After leading U.S. manufacturers into their biggest slump in a decade, vehicle makers may be ready to lead a manufacturing rebound, economists and industry analysts said, according to a report from Bloomberg News.
General Motors, Ford and Chrysler have reduced inventories to about 65 days of supply at the end of March from as much as 102 days at the beginning of the year, according to the industry newsletter Ward’s Communications, Bloomberg said.
It added that the Big Three did so by cutting production 21 percent and offering rebates and special financing to buyers.
“They are very close to having North American inventory in line with sales,” Paul Taylor, chief economist with the National Automobile Dealers Association in McLean, Virginia, told Bloomberg.
“That means that factories can go back on normal shifts.”
Bloomberg said that could mean more orders for textiles, steel, paint, semiconductors, stereos, and hundreds of other products that go into cars and trucks.
“Our customers are still telling us to plan for a pretty robust year,” Susan Skerker, senior vice president for business strategy at Visteon, the third-biggest auto-parts maker, told the news organisation.
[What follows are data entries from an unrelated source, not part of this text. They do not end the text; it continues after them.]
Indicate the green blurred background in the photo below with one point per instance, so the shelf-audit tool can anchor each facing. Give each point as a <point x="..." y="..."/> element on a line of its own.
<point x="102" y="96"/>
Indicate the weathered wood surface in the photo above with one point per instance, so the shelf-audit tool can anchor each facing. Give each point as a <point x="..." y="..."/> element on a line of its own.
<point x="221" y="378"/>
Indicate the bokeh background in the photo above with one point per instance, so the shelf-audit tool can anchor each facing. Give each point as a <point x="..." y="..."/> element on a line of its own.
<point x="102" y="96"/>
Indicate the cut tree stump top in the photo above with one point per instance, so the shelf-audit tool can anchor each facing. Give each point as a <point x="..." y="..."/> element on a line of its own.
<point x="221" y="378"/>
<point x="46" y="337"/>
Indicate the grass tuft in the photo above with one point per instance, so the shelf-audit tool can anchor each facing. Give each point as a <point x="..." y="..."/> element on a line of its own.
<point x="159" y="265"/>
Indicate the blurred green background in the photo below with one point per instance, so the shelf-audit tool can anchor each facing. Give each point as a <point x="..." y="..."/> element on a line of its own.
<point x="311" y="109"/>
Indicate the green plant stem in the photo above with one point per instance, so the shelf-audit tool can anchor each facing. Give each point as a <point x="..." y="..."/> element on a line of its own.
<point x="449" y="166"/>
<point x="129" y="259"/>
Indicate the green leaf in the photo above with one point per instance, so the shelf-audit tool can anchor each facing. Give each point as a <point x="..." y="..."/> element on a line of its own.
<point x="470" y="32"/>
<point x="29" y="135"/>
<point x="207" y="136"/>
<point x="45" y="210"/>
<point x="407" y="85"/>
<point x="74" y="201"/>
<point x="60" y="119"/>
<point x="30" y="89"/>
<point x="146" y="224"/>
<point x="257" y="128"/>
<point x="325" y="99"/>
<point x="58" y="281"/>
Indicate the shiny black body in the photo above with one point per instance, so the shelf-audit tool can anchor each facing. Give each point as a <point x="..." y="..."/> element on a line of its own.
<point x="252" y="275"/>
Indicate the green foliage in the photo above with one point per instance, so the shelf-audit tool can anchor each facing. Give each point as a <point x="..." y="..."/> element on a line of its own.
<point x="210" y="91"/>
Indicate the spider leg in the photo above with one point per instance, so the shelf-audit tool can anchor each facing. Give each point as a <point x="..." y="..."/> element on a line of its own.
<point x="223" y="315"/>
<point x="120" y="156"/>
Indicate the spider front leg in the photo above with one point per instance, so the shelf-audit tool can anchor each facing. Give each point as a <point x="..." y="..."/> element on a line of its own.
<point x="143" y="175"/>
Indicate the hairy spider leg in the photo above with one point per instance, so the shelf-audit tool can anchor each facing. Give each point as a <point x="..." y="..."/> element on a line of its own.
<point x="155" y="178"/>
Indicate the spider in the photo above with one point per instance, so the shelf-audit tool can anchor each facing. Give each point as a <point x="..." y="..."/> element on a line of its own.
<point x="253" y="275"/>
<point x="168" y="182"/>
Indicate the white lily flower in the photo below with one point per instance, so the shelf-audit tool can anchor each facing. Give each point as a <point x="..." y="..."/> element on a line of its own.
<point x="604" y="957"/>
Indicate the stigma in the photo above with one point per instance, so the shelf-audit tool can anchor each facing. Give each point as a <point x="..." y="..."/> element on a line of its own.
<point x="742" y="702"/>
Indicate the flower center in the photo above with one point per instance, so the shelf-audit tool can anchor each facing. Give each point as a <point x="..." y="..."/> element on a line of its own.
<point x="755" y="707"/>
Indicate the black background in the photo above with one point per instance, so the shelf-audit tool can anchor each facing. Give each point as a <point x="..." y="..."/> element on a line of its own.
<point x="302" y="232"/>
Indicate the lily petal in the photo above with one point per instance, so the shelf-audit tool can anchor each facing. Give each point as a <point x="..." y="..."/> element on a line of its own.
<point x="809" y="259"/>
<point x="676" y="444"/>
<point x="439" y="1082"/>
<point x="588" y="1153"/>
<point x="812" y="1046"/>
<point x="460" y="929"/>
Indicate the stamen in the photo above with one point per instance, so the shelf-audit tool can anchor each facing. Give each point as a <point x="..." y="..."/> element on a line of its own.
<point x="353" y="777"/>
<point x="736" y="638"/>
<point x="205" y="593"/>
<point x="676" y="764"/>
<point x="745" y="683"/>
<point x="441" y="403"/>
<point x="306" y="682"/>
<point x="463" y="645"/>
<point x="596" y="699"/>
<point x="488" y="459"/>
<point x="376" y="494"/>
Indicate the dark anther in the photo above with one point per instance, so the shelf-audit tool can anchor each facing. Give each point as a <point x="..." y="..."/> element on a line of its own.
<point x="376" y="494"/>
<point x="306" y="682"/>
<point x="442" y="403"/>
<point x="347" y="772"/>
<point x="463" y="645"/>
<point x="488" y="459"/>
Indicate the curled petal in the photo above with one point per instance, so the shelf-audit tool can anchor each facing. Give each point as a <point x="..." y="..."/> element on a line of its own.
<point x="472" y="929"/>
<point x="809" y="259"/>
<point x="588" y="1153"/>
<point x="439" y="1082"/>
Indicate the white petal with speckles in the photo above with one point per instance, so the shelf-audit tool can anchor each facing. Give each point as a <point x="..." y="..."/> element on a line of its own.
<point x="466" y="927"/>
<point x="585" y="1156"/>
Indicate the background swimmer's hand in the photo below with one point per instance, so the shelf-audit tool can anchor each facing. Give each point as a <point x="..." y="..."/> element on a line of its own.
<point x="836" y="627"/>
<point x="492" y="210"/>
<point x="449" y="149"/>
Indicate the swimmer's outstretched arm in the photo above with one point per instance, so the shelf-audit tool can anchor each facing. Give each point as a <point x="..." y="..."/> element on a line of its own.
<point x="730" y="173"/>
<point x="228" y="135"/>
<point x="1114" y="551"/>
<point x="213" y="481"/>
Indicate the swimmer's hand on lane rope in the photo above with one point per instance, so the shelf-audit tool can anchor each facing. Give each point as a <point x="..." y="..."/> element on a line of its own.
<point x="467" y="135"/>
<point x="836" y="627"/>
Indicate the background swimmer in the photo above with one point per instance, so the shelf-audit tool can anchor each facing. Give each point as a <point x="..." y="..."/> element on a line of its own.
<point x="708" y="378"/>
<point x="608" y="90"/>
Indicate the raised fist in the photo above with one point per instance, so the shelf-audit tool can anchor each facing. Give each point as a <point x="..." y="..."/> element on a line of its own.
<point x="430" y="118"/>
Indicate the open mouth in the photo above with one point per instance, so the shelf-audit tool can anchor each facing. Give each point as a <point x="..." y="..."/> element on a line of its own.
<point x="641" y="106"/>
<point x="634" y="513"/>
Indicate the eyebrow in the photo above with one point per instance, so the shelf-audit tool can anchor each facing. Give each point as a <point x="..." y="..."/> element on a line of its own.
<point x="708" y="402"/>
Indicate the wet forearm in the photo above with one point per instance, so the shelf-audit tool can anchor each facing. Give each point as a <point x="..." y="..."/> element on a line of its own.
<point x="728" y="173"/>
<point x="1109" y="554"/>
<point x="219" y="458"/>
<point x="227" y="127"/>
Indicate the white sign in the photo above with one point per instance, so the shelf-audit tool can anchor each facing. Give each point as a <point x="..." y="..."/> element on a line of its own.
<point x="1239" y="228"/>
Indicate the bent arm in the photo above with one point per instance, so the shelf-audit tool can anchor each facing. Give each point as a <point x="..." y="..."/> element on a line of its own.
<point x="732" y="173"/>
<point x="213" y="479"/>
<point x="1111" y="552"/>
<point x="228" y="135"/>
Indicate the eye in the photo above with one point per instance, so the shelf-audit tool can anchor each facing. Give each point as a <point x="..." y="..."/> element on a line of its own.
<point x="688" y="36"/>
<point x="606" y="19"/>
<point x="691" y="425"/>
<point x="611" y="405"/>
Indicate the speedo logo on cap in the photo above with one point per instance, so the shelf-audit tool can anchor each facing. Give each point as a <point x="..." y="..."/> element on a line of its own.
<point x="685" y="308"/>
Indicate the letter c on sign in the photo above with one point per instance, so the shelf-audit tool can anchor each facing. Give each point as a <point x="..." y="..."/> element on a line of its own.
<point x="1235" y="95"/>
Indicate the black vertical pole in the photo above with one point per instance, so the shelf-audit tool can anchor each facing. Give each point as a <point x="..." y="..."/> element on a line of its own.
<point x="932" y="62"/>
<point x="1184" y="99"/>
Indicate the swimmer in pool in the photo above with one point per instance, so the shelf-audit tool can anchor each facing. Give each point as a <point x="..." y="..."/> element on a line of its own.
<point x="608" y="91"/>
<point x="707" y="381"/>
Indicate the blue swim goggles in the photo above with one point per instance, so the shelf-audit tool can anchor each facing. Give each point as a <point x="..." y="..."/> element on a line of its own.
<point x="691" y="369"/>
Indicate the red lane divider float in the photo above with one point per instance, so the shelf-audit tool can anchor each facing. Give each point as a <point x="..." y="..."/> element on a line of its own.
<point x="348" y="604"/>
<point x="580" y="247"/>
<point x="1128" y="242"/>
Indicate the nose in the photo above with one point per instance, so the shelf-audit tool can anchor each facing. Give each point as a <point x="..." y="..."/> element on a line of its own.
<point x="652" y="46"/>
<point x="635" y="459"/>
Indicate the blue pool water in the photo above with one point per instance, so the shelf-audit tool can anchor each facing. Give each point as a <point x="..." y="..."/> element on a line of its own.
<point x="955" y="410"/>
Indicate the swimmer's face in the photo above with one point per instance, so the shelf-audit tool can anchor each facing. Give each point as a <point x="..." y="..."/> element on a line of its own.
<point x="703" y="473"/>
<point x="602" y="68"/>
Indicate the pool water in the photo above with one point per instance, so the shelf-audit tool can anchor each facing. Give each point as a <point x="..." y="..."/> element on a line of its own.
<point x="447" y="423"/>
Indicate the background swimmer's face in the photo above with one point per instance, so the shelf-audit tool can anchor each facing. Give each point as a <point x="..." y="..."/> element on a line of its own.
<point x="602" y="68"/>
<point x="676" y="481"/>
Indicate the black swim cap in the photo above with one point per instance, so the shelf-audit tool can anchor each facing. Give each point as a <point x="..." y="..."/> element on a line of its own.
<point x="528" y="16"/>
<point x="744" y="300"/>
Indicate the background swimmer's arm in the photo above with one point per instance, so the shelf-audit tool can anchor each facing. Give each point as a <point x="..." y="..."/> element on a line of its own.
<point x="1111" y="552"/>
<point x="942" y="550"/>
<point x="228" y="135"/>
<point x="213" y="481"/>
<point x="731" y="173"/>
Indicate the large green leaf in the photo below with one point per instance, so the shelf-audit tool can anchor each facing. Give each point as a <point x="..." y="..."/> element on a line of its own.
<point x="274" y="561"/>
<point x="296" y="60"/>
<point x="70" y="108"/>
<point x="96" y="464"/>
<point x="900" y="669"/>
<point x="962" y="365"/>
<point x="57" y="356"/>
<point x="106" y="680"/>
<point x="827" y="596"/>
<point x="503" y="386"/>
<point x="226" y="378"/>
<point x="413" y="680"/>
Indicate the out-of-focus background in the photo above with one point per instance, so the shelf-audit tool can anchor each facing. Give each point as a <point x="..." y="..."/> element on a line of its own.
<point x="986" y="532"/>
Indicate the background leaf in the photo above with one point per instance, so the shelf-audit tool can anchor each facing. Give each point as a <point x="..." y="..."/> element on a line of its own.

U.S. factory business fell to a 10-year low in January, according to the National Association of Purchasing Management. The group’s factory index dropped to 41.2 that month, the lowest since March 1991. Since January, the index has risen, suggesting that manufacturing may be starting to recover.
Visteon laid off as many as 6,000 workers in January, as its biggest customer, Ford, idled 15 plants for a total of 19 weeks. Last week, Visteon had only 20 laid-off workers.
Ford ran its North American plants at regular rates in March and is using overtime hours at factories that build popular new models like the Escape sport utility vehicle, George Pipas, manager of U.S. sales analysis told Bloomberg.
Ford plans to continue normal production – without idling workers or paying large amounts of overtime – as long as consumer demand doesn’t plunge, Pipas told Bloomberg.
Ford will increase production to 1.25 million vehicles in the second quarter, from 1.06 million in the first, he said.
“We’re expecting the second quarter to be relatively good,” Jacques Nasser, president of Ford Motor Co. said in an interview on Bloomberg Television. “We are very confident at the moment. Our product momentum is good, our efficiency momentum is good.”
Bloomberg said that Visteon had sold most of the extra parts that piled up when production slowed at the end of last year, according to Skerker.
The inventory ‘overhang’ was relatively mild at parts makers because many of their products are built only as they’re needed, often just a few hours before they’re shipped, Bloomberg added.
GM has reduced its inventories more slowly than the other carmakers, according to Ward’s. It still has 75 days of inventory on hand.
The vehicle maker expects to have its inventories back where it wants them by June, Paul Ballew, the company’s vice president of vehicle sales analysis, told Bloomberg.
GM last month expanded plans for April plant closing in Michigan, Kansas and Maryland in the U.S. and in Ontario and Quebec in Canada. The company said on February 21 that it would intermittently close 14 factories and assembly lines until mid-June, with some shutting for five weeks.
GM still plans to build 1.3 million cars and trucks in North America during the quarter, up from 1.2 million in the first three months, Bloomberg said.
Stockpiles at Chrysler have fallen to 56 days of supply, which is less than the traditional 60-day inventory target, according to Ward’s. The company hasn’t released production estimates.
Bloomberg News said that Ellen Hughes-Cromwick, a senior economist at Ford, predicted U.S. new light vehicle sales will reach 16 million to 16.5 million this year.
Though down on last year’s record sales of 17.4 million cars and light trucks, that would still make it one of the best three years in motor industry history.